A tombstone gutbuster drops Shingo for a near-fall, before he came back with a pumphandle, swiftly lifting up Ishimori into a Last of the Dragon in one fell swoop… and that’s all! Shingo Takagi’s run the block, and heads into Wednesday’s final the runaway favourite. This final match perhaps wasn’t flashy, but both men brought their A-game… only to find out the hard way just how irresistable Shingo has been on this run. ****½
Final Block A Standings:
Shingo Takagi (9-0; 18pts)
Taiji Ishimori, Dragon Lee (7-2; 14pts)
Marty Scurll, SHO (5-4; 10pts)
Jonathan Gresham (4-5; 8pts)
Yoshinobu Kanemaru (3-6; 6pts)
Titan (3-6; 6pts)
Tiger Mask (2-7; 4pts)
TAKA Michinoku (0-9; 0pts)*
TAKA withdrew from the tournament at night ten, and forfeited his final three matches.
Block B Standings:
Will Ospreay, Ryusuke Taguchi (6-2; 12pts)
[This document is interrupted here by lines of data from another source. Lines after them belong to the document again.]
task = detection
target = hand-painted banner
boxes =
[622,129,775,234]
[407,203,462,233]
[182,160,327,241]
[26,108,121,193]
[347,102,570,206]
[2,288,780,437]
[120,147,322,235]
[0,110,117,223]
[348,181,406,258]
BUSHI, Robbie Eagles, El Phantasmo, YOH (5-3; 10pts)
Bandido (4-4; 8pts)
Rocky Romero (3-5; 6pts)
DOUKI (1-7; 2pts)
Ren Narita (0-8; 0pts)
Eliminated: Bandido, BUSHI, DOUKI, Ren Narita, Rocky Romero, YOH
This was built as a one-match show and, well, it delivered on that front. An eminently skippable undercard, thanks in part to a crowd that was dead throughout the show, spilled into the start of the tournament matches, thanks to a screwy finish between Titan and Tiger Mask… but at least the final three matches here delivered. All that’s left is Monday’s block B finale, which realistically boils down to the Ospreay/Taguchi match, with the winner taking all – but there is a far fetched scenario that could widen the field.